As we noted yesterday, the historic blizzard that hit western New York over the past week has revealed the goodness in the hearts of the people of Buffalo.
Being natives of Buffalo and veterans of snowstorms, Jessica Sypniewski and Samuel Lebron believed they, along with their two kids, could make a quick run outside to pick up some family when the storm began. It would only be a short trip, they said, to make the typically twenty-minute trip to North Tonawanda and back to West Seneca before the blizzard began.
They were wrong, and it may have cost them their lives if not for good workers at a local Target.
“It came sooner and heavier than we thought it would,” she told The Buffalo News. “Being Buffalonians, we had thought, ‘Oh, this is just another storm.’ ”
Wind gusts began getting stronger on the return trip home, forcing them onto side streets, where they eventually found themselves in white-out conditions, trying to find their bearings on GPS. After an hour and a half, they made it into the Target Plaza on Walden Avenue in Cheektowaga. They knocked at a grocery store and asked if they could come inside, but they were turned away. They all began to panic.
Then, they tried Target. Not only did workers at the door welcome them inside, they handed Sypniewski a steaming cup of Starbucks hot cocoa and threw a blanket over her shoulders. Seats and portable heaters were waiting nearby.
“I got so emotional, I just sat down and started crying,” Sypniewski said. “You never know. People could have died. I truly believe they saved lives.”
“Sypniewski said she used a mapping app on her phone to find the nearby Target plaza in Cheektowaga, another suburb of Buffalo. She said her group of six first stopped at a grocery store in the shopping center, but employees would not let them inside. However, the Target store next door welcomed them.
‘When we first got there, I felt so relieved,’ she said. ‘I started crying, and that was seriously a life-and-death situation out there.’
Sypniewski said seven Target employees and six other people were already sheltering inside the store when her family arrived. She said that by Christmas Eve, about 30 people sought refuge at the big-box store.
She shared images of their in-store holiday on social media, showing people resting on inflatable mattresses from the camping section and laying their heads on pillows from the home goods department.
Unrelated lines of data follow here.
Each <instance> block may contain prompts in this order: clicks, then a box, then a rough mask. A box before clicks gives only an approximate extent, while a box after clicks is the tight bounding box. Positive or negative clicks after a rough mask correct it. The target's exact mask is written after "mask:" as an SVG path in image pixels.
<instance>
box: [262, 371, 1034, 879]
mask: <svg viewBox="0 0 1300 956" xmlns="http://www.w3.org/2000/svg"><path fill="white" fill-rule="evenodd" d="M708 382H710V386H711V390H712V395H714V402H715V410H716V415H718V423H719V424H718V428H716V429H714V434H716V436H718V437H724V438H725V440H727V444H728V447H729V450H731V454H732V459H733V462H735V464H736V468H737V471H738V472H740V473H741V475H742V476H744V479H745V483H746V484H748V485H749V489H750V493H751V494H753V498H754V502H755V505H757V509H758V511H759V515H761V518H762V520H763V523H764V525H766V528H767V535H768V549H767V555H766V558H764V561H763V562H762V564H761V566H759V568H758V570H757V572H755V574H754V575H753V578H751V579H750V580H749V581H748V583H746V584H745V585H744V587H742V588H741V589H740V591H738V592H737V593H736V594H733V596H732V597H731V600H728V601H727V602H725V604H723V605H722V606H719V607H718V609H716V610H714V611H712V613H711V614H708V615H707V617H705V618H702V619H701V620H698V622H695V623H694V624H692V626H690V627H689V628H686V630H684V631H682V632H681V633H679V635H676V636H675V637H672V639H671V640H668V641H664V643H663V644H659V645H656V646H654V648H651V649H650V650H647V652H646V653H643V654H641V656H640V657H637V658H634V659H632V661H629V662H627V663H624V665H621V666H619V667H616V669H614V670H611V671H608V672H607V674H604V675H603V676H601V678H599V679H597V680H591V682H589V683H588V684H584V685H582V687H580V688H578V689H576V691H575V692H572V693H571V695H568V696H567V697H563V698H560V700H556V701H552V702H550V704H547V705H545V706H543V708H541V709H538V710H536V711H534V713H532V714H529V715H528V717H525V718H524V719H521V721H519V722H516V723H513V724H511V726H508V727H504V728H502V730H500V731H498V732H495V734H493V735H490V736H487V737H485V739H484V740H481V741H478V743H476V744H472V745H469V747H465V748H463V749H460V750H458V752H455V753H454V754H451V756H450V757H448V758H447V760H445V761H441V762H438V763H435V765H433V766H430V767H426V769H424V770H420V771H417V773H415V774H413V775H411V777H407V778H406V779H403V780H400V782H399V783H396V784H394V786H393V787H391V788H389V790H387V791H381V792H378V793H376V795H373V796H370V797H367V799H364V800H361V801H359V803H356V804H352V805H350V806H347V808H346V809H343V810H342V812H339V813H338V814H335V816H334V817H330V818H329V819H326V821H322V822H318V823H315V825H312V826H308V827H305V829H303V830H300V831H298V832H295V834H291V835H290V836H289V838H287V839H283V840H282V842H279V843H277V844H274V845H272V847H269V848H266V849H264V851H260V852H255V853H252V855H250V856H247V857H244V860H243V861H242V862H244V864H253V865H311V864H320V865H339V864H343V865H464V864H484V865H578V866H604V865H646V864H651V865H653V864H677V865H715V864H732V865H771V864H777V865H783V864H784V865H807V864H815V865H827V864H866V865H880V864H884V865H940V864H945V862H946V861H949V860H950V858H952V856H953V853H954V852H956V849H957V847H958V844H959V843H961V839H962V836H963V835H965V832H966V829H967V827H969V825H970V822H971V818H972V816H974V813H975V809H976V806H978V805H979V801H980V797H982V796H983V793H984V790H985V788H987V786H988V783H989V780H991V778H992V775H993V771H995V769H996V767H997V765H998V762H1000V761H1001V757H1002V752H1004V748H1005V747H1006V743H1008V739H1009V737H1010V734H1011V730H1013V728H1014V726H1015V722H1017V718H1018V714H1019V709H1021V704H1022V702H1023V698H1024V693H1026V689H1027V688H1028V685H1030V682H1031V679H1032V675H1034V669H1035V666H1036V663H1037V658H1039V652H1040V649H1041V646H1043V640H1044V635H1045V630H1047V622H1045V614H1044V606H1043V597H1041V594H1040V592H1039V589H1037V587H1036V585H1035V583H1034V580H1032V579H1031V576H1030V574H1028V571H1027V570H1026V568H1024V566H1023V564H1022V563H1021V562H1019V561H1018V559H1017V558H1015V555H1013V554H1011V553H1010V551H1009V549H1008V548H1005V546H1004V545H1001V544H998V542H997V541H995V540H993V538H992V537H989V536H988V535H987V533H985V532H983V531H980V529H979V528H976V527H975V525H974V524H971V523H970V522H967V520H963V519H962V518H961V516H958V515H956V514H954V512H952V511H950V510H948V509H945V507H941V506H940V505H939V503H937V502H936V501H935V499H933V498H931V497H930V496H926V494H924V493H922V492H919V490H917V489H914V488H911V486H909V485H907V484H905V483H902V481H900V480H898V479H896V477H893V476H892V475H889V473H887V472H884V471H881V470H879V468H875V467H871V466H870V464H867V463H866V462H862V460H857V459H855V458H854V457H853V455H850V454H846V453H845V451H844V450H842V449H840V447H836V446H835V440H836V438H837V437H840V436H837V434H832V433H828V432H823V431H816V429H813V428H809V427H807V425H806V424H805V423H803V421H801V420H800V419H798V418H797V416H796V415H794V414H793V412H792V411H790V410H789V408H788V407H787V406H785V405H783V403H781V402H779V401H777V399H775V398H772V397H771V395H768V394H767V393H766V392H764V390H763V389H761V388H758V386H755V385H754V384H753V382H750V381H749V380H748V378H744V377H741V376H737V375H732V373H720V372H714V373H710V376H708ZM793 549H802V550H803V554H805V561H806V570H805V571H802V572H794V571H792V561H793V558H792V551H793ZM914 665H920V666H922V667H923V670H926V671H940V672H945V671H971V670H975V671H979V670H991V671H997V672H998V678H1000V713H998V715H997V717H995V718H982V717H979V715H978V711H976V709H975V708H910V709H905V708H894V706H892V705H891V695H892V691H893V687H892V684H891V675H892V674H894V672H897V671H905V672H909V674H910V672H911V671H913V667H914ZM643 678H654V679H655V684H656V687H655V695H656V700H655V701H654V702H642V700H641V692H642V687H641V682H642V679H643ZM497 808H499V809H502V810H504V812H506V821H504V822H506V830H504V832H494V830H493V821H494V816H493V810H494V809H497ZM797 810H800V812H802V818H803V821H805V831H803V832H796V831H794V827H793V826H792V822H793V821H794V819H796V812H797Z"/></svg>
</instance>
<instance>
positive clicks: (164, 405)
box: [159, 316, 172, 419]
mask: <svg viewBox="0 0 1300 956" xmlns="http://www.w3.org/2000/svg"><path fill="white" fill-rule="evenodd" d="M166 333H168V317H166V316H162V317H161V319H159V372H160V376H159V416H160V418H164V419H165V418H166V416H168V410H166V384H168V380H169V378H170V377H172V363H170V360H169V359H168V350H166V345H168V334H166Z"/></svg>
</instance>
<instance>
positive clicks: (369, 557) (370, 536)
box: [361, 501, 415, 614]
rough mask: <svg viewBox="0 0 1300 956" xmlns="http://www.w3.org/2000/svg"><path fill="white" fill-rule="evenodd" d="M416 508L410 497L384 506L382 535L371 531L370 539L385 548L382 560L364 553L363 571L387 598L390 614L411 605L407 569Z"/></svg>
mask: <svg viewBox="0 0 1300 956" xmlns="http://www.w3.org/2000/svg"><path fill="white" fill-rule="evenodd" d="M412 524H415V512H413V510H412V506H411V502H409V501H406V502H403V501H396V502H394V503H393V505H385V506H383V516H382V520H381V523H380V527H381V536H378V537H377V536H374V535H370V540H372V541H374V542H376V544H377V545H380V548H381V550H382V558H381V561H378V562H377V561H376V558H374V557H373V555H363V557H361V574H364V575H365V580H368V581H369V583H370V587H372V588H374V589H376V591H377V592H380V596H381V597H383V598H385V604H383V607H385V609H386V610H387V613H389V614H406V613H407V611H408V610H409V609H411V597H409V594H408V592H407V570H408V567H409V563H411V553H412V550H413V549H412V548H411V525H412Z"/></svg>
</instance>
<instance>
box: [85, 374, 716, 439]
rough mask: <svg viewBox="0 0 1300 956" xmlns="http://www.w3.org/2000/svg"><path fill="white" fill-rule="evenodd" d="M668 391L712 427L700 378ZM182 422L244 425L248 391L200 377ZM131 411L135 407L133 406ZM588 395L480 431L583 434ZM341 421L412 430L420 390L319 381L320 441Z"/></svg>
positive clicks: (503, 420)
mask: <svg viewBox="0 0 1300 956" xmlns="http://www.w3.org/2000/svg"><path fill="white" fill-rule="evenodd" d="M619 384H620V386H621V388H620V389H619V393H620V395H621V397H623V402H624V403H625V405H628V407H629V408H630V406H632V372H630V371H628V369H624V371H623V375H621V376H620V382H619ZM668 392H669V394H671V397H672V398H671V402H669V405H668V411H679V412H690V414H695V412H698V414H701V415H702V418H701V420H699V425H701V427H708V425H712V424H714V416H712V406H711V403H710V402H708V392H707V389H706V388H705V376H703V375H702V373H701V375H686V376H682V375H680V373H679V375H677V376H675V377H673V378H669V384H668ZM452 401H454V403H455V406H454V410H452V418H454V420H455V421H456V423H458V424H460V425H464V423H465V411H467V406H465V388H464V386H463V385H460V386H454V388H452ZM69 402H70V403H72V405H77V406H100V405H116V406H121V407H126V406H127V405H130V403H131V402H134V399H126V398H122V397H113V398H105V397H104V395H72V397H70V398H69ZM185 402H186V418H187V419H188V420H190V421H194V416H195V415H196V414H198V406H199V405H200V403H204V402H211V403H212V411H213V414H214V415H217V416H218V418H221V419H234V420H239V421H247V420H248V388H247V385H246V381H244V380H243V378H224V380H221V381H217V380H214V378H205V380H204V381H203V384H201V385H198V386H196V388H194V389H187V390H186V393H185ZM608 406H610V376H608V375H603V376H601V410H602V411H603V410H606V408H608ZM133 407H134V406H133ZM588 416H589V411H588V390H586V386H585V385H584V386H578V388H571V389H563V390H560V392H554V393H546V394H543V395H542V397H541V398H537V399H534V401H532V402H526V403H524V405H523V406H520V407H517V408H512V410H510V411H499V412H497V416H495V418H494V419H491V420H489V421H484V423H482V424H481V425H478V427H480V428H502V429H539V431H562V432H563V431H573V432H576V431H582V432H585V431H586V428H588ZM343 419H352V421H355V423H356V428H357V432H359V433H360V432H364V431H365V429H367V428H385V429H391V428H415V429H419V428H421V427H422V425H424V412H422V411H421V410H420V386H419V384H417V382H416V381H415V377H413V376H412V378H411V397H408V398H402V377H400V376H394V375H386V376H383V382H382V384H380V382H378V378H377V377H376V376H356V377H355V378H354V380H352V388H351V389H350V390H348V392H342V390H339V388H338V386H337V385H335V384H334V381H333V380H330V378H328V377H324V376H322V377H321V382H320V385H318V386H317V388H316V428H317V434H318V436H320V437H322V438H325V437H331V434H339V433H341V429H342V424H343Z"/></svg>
In one picture, a group of people can be seen waiting at the in-store Starbucks for warm drinks as the winter storm raged outside,” a local Fox station wrote.
Fox Business reported, “At one point on Christmas Eve, the Target staff opened up a television and put the Buffalo Bills game on so the locals could watch their team defeat the Chicago Bears.
It wasn’t until Christmas Day that the area surrounding the store was dug out and people could return home.
‘Thanks to the compassion and quick thinking of the team members at our Walden Galleria store, they were able to provide shelter to those who were stranded, and also offered care, comfort and holiday cheer,’ Mark Schindele, Target’s executive vice president and chief stores officer, told FOX Business in a statement.
‘Their actions are a living example of Target’s values and we are thankful to have been able to assist those in need,’ he said.”